OECD nations press for action on tax fraud

Officials at a meeting convened by Germany and France hailed progress made in clamping down on tax havens over recent months.

Countries that drag their heels on fighting tax fraud should face sanctions that might include higher taxes and the termination of treaties, a group of some 20 nations said Tuesday. Officials at a meeting convened by Germany and France hailed progress made in clamping down on tax havens over recent months, particularly since the Group of 20 summit in April paved the way for a black list of uncooperative countries. However, they said much remains to be done to ensure countries' compliance with the Organization for Economic Cooperation and Development's information-exchange standards, and called for a new monitoring system to be developed.
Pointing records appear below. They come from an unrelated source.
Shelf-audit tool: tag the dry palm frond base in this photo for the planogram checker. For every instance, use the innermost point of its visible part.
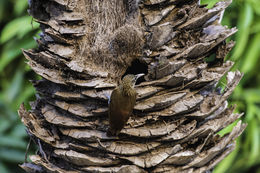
(84, 50)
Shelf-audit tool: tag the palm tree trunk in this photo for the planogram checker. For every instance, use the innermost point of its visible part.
(86, 46)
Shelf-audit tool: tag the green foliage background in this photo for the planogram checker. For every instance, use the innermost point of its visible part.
(17, 30)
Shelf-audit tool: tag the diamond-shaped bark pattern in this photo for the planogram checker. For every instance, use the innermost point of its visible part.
(85, 48)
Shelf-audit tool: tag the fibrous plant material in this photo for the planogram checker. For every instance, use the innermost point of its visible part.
(87, 46)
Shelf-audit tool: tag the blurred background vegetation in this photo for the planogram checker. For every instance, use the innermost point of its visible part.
(17, 30)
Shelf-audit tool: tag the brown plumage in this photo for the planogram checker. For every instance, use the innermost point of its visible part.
(122, 102)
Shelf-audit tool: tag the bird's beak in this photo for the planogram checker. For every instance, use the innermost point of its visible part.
(139, 75)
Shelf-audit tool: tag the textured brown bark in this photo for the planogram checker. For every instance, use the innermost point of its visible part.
(86, 46)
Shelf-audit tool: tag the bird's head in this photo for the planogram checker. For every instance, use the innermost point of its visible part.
(131, 79)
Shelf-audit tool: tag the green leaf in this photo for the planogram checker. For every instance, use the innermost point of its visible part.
(245, 21)
(17, 27)
(224, 165)
(254, 130)
(20, 6)
(252, 55)
(3, 168)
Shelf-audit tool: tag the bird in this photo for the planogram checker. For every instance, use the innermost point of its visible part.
(121, 104)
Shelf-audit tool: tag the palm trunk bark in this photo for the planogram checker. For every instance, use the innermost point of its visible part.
(86, 46)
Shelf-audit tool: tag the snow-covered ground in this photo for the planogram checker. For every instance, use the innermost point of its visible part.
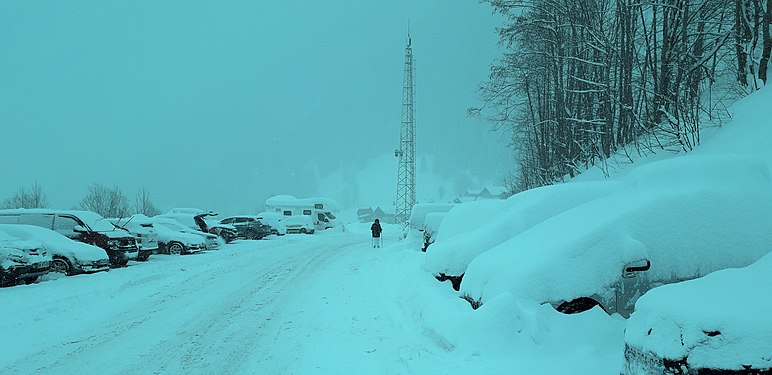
(322, 304)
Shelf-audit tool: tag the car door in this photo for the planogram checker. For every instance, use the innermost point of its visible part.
(65, 225)
(632, 285)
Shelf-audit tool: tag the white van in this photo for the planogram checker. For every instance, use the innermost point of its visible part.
(321, 210)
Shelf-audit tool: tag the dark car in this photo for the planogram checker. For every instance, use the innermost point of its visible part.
(718, 324)
(21, 261)
(198, 219)
(83, 226)
(248, 227)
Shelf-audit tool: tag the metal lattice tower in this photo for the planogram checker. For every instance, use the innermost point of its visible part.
(406, 150)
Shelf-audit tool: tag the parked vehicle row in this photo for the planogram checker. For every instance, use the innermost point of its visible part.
(34, 242)
(83, 226)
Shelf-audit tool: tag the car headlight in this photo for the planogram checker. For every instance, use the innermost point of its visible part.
(16, 258)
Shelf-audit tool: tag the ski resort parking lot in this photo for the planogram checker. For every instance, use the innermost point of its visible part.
(323, 304)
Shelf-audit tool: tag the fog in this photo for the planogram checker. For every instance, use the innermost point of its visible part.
(220, 104)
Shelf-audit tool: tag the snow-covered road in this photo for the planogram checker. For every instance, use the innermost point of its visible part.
(296, 304)
(322, 304)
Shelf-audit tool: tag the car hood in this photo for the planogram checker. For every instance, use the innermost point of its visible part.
(116, 234)
(184, 237)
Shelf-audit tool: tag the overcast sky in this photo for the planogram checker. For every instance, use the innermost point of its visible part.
(219, 104)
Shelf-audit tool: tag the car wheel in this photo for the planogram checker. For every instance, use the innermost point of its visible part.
(61, 265)
(175, 248)
(578, 305)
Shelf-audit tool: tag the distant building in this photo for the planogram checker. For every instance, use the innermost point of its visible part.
(367, 215)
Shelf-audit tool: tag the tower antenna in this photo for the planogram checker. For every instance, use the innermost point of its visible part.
(406, 151)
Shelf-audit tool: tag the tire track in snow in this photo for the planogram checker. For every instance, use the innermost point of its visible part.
(211, 339)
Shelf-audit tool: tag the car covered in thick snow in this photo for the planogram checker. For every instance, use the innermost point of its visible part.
(669, 221)
(68, 256)
(84, 226)
(470, 229)
(248, 226)
(143, 232)
(718, 324)
(21, 261)
(275, 221)
(203, 221)
(303, 224)
(175, 238)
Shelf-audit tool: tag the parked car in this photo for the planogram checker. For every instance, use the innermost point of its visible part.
(670, 221)
(201, 220)
(718, 324)
(143, 232)
(248, 227)
(68, 256)
(175, 238)
(275, 221)
(21, 261)
(299, 224)
(84, 226)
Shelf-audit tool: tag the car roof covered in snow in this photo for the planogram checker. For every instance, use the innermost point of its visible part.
(719, 321)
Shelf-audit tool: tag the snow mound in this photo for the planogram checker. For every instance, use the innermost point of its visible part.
(473, 228)
(688, 216)
(719, 321)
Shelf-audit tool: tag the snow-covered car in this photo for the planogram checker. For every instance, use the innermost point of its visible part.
(669, 221)
(175, 238)
(203, 221)
(299, 224)
(84, 226)
(21, 261)
(472, 228)
(718, 324)
(275, 221)
(68, 256)
(248, 226)
(143, 231)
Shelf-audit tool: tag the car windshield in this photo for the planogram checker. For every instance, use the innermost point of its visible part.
(96, 222)
(175, 227)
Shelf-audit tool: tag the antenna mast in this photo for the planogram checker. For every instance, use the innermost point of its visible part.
(406, 150)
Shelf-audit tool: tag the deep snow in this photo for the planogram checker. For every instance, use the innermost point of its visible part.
(322, 304)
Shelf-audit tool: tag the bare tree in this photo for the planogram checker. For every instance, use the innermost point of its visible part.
(106, 202)
(144, 205)
(32, 198)
(581, 80)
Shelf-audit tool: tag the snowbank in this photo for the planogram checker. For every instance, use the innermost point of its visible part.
(719, 321)
(420, 210)
(473, 228)
(689, 216)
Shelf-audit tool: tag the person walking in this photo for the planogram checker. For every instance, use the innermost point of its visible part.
(376, 229)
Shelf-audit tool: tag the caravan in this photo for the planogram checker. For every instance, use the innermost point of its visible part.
(321, 210)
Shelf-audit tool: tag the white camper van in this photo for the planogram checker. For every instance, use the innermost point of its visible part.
(321, 210)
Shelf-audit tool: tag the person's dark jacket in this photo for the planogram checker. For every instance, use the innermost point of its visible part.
(376, 228)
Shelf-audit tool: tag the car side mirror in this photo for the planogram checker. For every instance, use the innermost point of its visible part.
(637, 266)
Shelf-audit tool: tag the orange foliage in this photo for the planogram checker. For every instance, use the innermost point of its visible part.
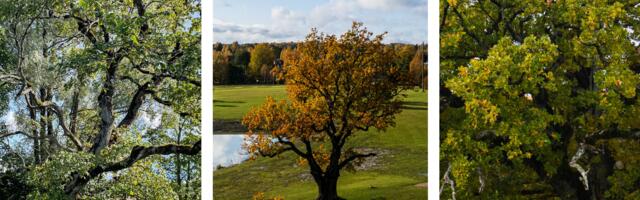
(336, 87)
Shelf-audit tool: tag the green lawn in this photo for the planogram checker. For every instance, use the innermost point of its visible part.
(232, 102)
(402, 165)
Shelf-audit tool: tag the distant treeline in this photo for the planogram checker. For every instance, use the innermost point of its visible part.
(254, 63)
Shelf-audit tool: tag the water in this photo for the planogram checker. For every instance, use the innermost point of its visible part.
(227, 149)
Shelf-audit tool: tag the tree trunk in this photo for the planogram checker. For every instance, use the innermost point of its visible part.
(327, 186)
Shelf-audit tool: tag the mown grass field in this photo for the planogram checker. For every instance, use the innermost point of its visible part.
(396, 172)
A communique issued by ministers and officials from countries including Italy, Japan, Britain, the Netherlands, Spain and Mexico - as well as Switzerland, Austria and Luxembourg, which have in the past faced criticism for their record on tax - called for "defensive measures" to encourage quick action. Those measures, which it would be up to individual countries to take, could include increased withholding taxes on payments to uncooperative countries and "termination of treaties with countries and territories which refuse effective exchange of information," it added. The countries said they would also consider coordinated action, which could include asking international financial institutions to look over their investment policy with uncooperative countries. "Retaliatory measures are very important, otherwise there is no credibility," French Budget Minister Eric Woerth told reporters. "They are absolutely necessary." OECD Secretary-General Angel Gurria said all the 84 territories his group monitors have now at least committed to its information-sharing standard, although there is "a lot of work ahead" to implement it fully. Since the G-20 summit, "we've had a lot of signings, and I think we've made more progress in the last three months than we had made in the 10 years before that," he said. German Finance Minister Peer Steinbrueck, whose strong criticism of neighbors such as Switzerland, Austria and Luxembourg over tax evasion has caused tension in the past, offered a "compliment" to those three countries Tuesday, saying they had been "notably cooperative and constructive."